Sono fragile, queste cose mi hanno sempre fatto male, per quanto bene potessero andare i lavori.
Errore mio comunque, che senza accorgermene mi sono esposto troppo.

2) Non vedo in questo passaggio al cinema un passo in avanti. Non ritengo il mondo del cinema migliore di quello del fumetto. Non ci vedo una maggiore rispettabilità e la notorietà la considero una cosa brutta (per me, almeno), a qualsiasi livello. Nel cinema ci sono cose bellissime che nel lavoro di fumetto mancano. Ora invertite i soggetti e otterrete: "nel fumetto ci sono cose bellissime che nel lavoro di cinema mancano."
Sono due cose diverse. Le amo entrambe.

Fine delle precisazioni. Alcune note:
A) Quando mangio al ristorantino dove pranzo ogni giorno mi faccio dare una penna e provo a disegnare, ma è proprio il corpo che non è d'accordo. Detto tra noi, spero che passi. (si, mi faccio dare la penna, e questo la dice lunga.)

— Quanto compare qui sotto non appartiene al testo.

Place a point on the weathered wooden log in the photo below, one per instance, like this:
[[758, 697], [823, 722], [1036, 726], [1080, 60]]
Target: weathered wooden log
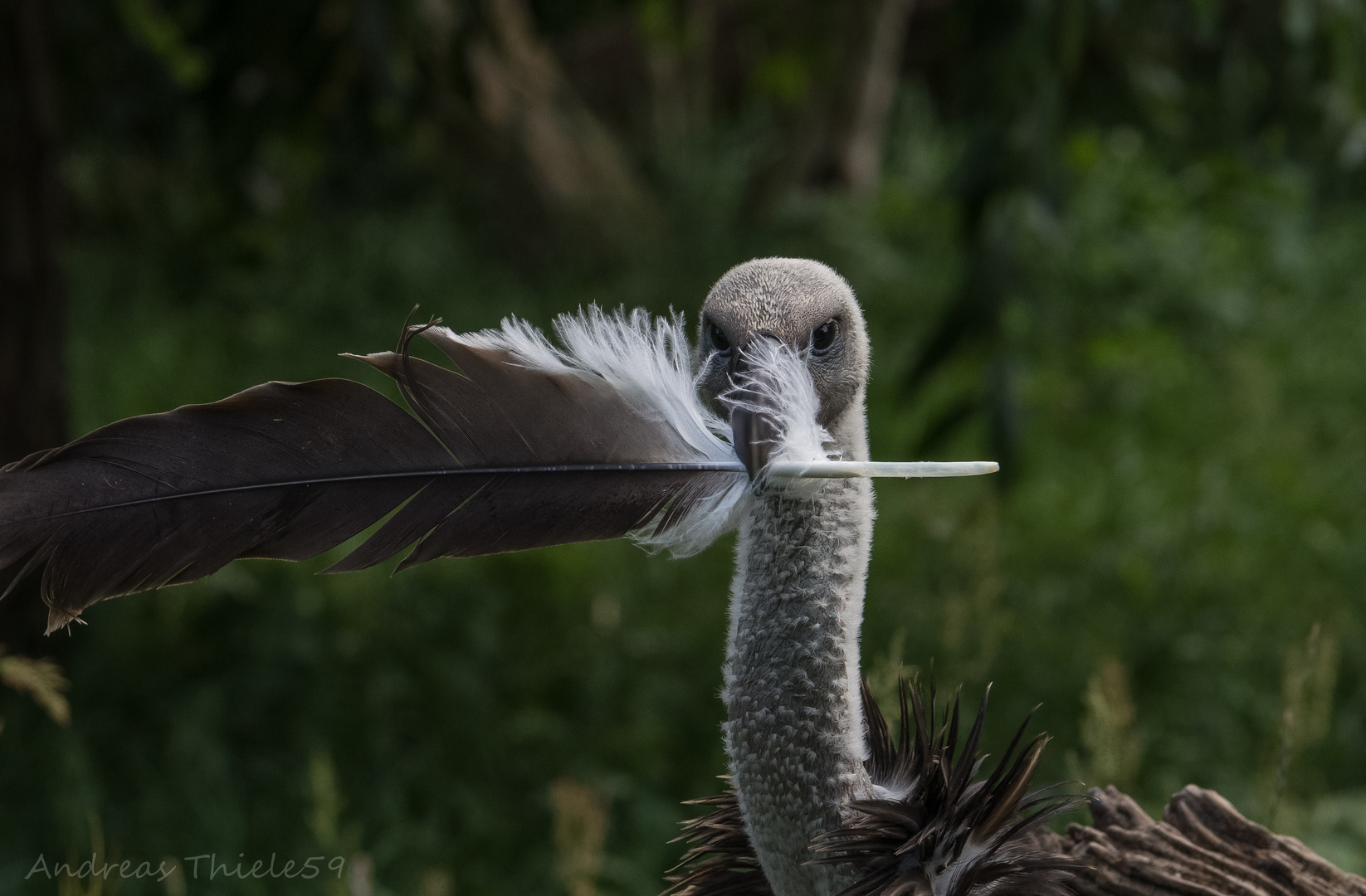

B) Sto lavorando ad un secondo film e non vedo l'ora di stare di nuovo in lavorazione. Dopo la prima settimana dell'uscita del film, dopo il buon esito di Venezia, ero rimasto male vedendo che poche persone erano andate a vederlo. Prima del festival mi sarebbe parso normale, ma là le cose avevano preso una piega che mi aveva fatto sperare in meglio.
Sentivo addosso un sacco di responsabilità per questo fatto. Nel cinema non sei solo, hai una squadra, una produzione, aspettative addosso. Ho sofferto assai. Poi mi sono detto che mi ero talmente divertito a farlo, il cinema, che mi sarebbe piaciuto riprovarci, con maggiore esperienza e consapevolezza.
Il mio produttore mi ha anticipato con la richiesta.
Sto scrivendo.

C) Ho scovato una polemica per delle cose dette da Giacomo Monti. Al di là delle cose dette, la reazione polemica è stata la stessa di sempre. Una corporazione offesa. Una cosa triste. Per due cazzo di frasi dette da uno al quale girano, evidentemente, i coglioni. Serenità, ci vorrebbe, invece trovo sempre inutilità e veleno e ne ho le palle piene.

D) Il veleno e l'inutilità sono i motivi per cui (di nuovo) ho provato a chiudere FB. Spero che resti così.
Non ho tolto l'amicizia a nessuno (mi sono arrivate lettere a riguardo) ho chiuso l'account.